Das mit Abstand bekannteste Beispiel ist Leonardo da Vincis Salvator Mundi. Die Kurzfassung: Seit 1900 war das Christusporträt von der Fachwelt als Arbeit eines Leonardo-Schülers verkannt worden. Auch noch 2005, als es ein Kunsthändler für 10.000 Dollar bei einer Nachlassauktion in Louisiana ergatterte. Zahlreiche Gutachten, naturwissenschaftliche Analysen, eine Restaurierung und ein Auftritt in der National Gallery (2012) später hatte sich der Wert in astronomische Höhen geschraubt. 450,3 Millionen Dollar ließ sich der saudische Kronprinz Mohammed bin Salman das Bild im November 2017 kosten.

Absurd, monierten viele. Darunter auch Kunsthistoriker, die einen höheren Anteil seiner Werkstattmitarbeiter wähnen. Unerheblich. Denn künftige Präsentationen – so sich Institutionen die Versicherungsprämie leisten können – werden unter da Vinci laufen. Das ist der Preis, den Kuratoren für diese Leihgabe bezahlen müssen.

Urteile schaffen oder vernichten Werte

Vom Künstler gemalt oder doch von seinen Gehilfen? Diese Frage spielt auch bei Cranach eine Rolle. Für international gültige Expertenantworten sind der Kunsthistoriker Dieter Koepplin und Gunnar Heydenreich von der Uni Köln zuständig. Ihre Urteile schaffen oder vernichten Werte.

Johann Kräftner, Chefkurator des Fürsten von Liechtenstein, weiß das aus leidvoller Erfahrung. 2013 erwarb man für sieben Millionen Euro eine Venusdarstellung. Koepplin hatte aufgrund der Qualität in seinem Gutachten sogar "eine Kopie, Imitation oder dergleichen" ausgeschlossen. Mittlerweile hat er seine Meinung geändert. Im März 2016 wurde das Bild in einer Ausstellung in Aix-en-Provence beschlagnahmt. Aufgrund einer anonymen Anzeige bestanden Zweifel an der Echtheit des Gemäldes. Geldwäsche, so der Verdacht der französischen Staatsanwältin. Seither sitzt das Gemälde im Louvre fest.

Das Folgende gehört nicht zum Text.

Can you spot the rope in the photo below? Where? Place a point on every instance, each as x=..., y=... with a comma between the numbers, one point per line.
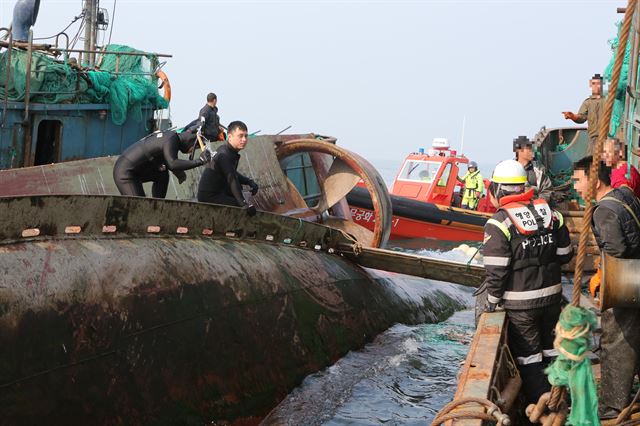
x=624, y=414
x=597, y=153
x=492, y=414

Der Hieronymus wurde bislang weder von Koepplin noch von Heydenreich begutachtet. Für das Ferdinandeum ist das irrelevant, für den Leihgeber indes sehr wohl. STANDARD-Recherchen zufolge dürfte jetzt die Gunst der Stunde genutzt werden, um das Gemälde lukrativ zu verkaufen. Laut Kräftner sei es ihm in den vergangenen Wochen mehrfach angeboten worden. Er habe abgelehnt, der Kaufpreis wäre in einer Größenordnung von 2,5 Millionen Euro gelegen. Ob auch die Nationalgalerie in Prag Interesse hat? Die Anfrage blieb unbeantwortet. (Olga Kronsteiner, 4.4.2018)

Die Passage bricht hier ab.